CSE - Development and Testing of Interactive Software
The Spring 2026 research opportunities in the GESS Lab involve further development of interactive tools (including test applications) for future publication. Current projects in the lab involve optimization workflow with streaming between devices, and a new formalized approach to dense collision problems within virtual worlds. Additional research opportunities in this semester would be for tailoring usability of interactive software -- e.g., benchmarking the degree of interactivity and maximizing content driven by user experience studies/practices.
Within the ongoing research projects, students can participate in a well-explored domain of literature reviews and established codebase to both extend demonstrations, tools, and continue work on a paper publication. The project has an outstanding team of prior RAs that are available for onboarding questions and well as to assist in shared writing through Overleaf.
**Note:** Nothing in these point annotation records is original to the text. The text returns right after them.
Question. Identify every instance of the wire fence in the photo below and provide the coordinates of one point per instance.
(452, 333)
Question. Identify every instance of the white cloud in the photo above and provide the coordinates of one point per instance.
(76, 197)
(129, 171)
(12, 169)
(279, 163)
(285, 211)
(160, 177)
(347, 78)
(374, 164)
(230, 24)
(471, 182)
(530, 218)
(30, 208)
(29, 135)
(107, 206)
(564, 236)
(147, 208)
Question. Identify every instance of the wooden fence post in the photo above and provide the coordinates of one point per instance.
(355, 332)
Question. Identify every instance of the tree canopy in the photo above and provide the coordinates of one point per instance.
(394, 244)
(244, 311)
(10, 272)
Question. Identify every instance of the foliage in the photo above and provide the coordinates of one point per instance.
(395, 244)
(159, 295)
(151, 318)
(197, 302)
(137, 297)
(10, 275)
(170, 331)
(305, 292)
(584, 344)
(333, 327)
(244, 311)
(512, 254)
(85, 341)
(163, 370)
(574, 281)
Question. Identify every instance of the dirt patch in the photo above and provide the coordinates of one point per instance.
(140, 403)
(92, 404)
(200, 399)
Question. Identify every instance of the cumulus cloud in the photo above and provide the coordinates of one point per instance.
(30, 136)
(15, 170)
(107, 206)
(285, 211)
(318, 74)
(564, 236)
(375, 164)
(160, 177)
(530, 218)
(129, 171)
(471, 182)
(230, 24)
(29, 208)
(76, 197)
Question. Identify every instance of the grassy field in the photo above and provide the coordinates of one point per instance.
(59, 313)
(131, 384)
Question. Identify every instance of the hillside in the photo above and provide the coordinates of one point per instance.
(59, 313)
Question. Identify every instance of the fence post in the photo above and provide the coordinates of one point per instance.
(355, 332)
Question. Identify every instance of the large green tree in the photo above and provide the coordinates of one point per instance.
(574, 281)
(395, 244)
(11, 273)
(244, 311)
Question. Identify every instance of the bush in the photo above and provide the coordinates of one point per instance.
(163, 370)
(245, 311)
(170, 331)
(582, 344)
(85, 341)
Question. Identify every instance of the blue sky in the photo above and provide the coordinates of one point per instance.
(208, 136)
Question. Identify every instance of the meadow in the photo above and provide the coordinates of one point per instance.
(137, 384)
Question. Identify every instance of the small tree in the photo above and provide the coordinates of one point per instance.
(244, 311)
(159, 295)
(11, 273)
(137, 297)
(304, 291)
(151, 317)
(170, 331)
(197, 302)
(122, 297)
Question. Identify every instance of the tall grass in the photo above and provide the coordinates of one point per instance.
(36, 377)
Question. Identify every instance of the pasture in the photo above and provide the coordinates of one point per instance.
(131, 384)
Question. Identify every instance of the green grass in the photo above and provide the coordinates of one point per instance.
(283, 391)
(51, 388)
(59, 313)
For research in interactive software usability, students will be exploring the frametime consistency of 3D interactive software to measure moments of detrimental impact within a logic loop. On top of this, students will study and analyze metrics for UX to apply the meaningfulness of components that have significant costs to frametime's and wherein deviations from a consistent frametime might be an exception by remaining beneficial to the overall experience.
Meetings will occur once (twice if needed) weekly following a Scrum and AGILE-like workspace. The meetings will include both brainstorming and reductionism for a set tasks for the following week. Sustained work intervals are expected to keep up with the steady developments required in these types of projects. While research practices will be applied in these projects, this is also a software-based role. As such, the experience provided will be similar to an R&D role where some of the time will be dictated by literature reviews, planning best on proposals of best practices, and validation through software development and testing.
The Game Engines and Simulation Systems (GESS) lab is focused on building compelling new tools for interactive applications. Tools and practices found in video game development extend to other real-world applications and problem solving skills as game engines are simulators which try to maximize compute based on combinations of numerical methods and algorithms deployed. By building tools and solving problems within the scope of interactive software, soft/hard real-time constraints require exploration of high-performance compute and changing hardware architectures to understand how best to approach software development.